Colombia to be deadliest country for environmentalists in 2023, right-wing group says


Environmental activists gather to urge world leaders to take action against climate change in Bogota, Colombia, September 8, 2018. — Reuters

BOGOTA: Colombia is preparing to host this year's United Nations COP16 biodiversity conference and UK advocacy group Global Witness has rated the country as the deadliest for environmentalists and land rights defenders in 2023.

The right-wing group claimed that up to 79 activists were killed in the South American nation over the past year.

The number of environmental activists killed was the highest Global Witness has ever recorded for a single country in a given year since it began monitoring such killings in 2012, the organisation said in its annual report published on Monday.

“The figure is truly chilling,” said Laura Furones, senior adviser at the land and environmental campaigner Global Witness, adding that the report's conclusions were conservative and the figures likely incomplete.

Globally, 196 environmental and land activists were killed in 2023, according to Global Witness, with Latin America overwhelmingly topping the list, accounting for 85% of the killings.

The findings on Colombia stand in stark contrast to promises from the government of President Gustavo Petro, who took office in 2022 and pledged to end the country's 60-year conflict and seek environmental justice for communities.

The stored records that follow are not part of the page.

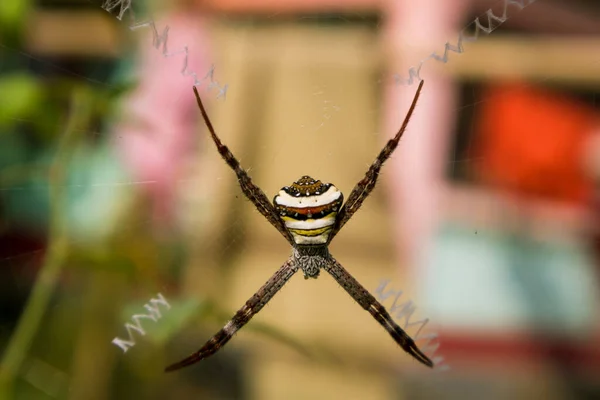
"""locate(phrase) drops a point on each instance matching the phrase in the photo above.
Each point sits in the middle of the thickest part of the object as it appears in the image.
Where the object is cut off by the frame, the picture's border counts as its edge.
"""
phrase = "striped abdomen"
(308, 208)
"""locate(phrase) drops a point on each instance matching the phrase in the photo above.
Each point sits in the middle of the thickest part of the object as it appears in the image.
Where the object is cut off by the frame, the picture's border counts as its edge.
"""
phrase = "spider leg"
(366, 185)
(244, 314)
(251, 191)
(376, 309)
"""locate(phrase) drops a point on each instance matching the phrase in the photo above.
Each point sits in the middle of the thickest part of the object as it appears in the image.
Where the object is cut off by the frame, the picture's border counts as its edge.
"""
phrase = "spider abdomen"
(308, 208)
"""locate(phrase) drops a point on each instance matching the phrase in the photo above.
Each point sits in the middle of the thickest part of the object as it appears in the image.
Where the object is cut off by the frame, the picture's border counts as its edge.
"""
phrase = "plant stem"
(58, 245)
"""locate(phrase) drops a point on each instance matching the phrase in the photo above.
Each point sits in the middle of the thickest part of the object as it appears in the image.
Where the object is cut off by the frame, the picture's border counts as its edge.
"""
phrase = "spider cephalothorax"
(309, 208)
(308, 214)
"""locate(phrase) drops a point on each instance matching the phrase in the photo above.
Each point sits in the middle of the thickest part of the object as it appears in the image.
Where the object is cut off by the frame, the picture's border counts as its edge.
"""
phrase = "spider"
(308, 214)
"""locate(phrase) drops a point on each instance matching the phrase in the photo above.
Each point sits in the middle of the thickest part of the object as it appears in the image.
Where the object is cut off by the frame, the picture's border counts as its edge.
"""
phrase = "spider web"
(316, 84)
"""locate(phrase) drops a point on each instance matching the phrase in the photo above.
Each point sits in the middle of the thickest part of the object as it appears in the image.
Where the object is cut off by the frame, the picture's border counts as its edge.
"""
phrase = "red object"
(530, 141)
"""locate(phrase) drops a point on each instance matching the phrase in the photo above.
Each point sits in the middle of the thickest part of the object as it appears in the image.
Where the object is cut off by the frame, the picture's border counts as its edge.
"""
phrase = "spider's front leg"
(250, 190)
(244, 314)
(366, 185)
(376, 309)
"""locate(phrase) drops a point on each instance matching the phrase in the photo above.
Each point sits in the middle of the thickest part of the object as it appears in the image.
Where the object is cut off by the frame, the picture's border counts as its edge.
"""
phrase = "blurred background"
(487, 217)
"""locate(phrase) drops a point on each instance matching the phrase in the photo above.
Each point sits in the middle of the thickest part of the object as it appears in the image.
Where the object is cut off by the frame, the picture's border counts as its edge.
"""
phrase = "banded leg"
(244, 314)
(376, 309)
(365, 186)
(251, 191)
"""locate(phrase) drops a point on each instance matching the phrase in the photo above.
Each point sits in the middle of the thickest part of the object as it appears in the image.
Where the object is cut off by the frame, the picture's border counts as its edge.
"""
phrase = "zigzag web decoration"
(154, 315)
(493, 22)
(405, 311)
(161, 41)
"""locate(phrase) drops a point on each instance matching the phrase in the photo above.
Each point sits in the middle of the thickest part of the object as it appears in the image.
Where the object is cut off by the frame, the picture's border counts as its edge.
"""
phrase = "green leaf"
(21, 97)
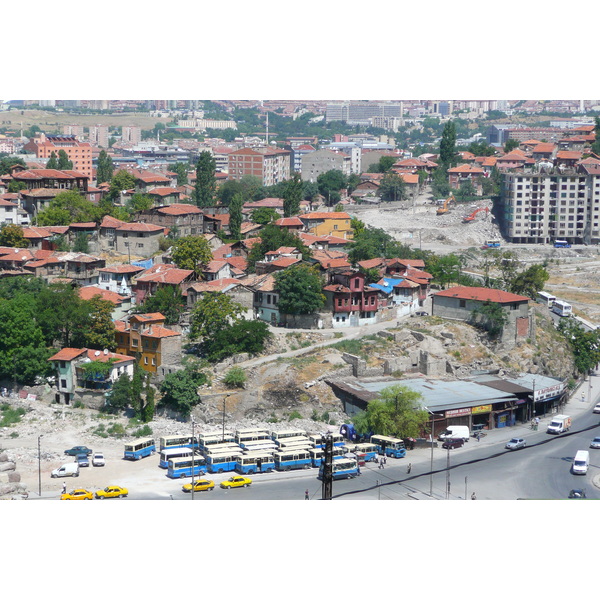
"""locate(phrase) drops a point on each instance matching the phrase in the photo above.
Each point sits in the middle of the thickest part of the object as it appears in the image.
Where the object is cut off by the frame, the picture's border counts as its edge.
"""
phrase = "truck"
(68, 470)
(455, 432)
(559, 424)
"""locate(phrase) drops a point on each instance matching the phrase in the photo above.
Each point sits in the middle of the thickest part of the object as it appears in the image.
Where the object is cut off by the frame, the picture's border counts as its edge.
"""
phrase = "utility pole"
(327, 485)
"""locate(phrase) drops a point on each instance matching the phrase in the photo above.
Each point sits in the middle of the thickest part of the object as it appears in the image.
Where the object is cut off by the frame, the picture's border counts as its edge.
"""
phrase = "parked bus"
(220, 462)
(257, 462)
(389, 446)
(251, 435)
(546, 298)
(225, 447)
(172, 453)
(369, 450)
(177, 441)
(561, 244)
(345, 468)
(280, 436)
(139, 449)
(208, 439)
(183, 467)
(260, 445)
(292, 459)
(563, 309)
(316, 455)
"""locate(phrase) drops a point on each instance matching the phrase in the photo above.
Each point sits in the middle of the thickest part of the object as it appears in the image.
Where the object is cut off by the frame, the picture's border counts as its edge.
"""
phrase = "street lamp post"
(193, 457)
(39, 468)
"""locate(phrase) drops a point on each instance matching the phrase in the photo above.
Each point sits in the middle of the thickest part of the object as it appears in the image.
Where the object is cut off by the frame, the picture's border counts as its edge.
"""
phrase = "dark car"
(82, 460)
(453, 443)
(75, 450)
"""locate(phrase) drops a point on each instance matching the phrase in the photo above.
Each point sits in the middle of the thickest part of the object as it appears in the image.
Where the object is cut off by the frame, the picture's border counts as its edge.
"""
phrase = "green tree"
(180, 390)
(585, 345)
(392, 188)
(191, 253)
(167, 300)
(300, 290)
(11, 235)
(69, 207)
(213, 312)
(292, 196)
(182, 170)
(23, 350)
(448, 144)
(205, 180)
(242, 336)
(7, 162)
(100, 333)
(264, 215)
(395, 413)
(530, 282)
(64, 164)
(105, 169)
(236, 217)
(52, 161)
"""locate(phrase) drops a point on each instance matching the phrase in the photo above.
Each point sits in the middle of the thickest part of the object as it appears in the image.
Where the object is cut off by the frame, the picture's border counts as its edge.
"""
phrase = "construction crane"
(471, 217)
(444, 209)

Peace processes with several armed groups, which are sometimes implicated in killings of environmentalists, have failed, and although deforestation fell to a 23-year low last year, the environment ministry has warned of a rise in 2024.

It is “dishonorable” to top the Global Witness list, the Colombian government said in a statement released Monday evening.

“The national government recognizes the serious situation arising from socio-ecological conflicts associated with drug trafficking, extractive practices linked to illicit economies and the reconfiguration of the armed conflict,” the government added.

Colombia was also the deadliest country for environmental activists in 2022, according to Global Witness, when at least 60 were killed.

“The figure is very shameful for us in the country,” said Astrid Torres, coordinator of Somos Defensores, a Colombian human rights group.

Torres said that the issue is not only the responsibility of the current government but also of state institutions, such as prosecutors and local authorities.

A Colombian government spokesman said he was working on a response.

Last year a Reuters An investigation found that the murders of environmental activists in Colombia had lasting negative effects on conservation and that some municipalities where activists were killed experienced significant spikes in deforestation.

At an event to launch the COP 16 agenda in Bogota in July, Colombian Vice President Francia Marquez, winner of the Goldman environmental prize for activism in 2018, said the conference would honour those killed.

“My heart is filled with emotion to see this dream that environmental leaders have harbored for so many years, many of whom are no longer with us today, who were sadly murdered in our country,” she said, adding: “This global event is a tribute to those voices.”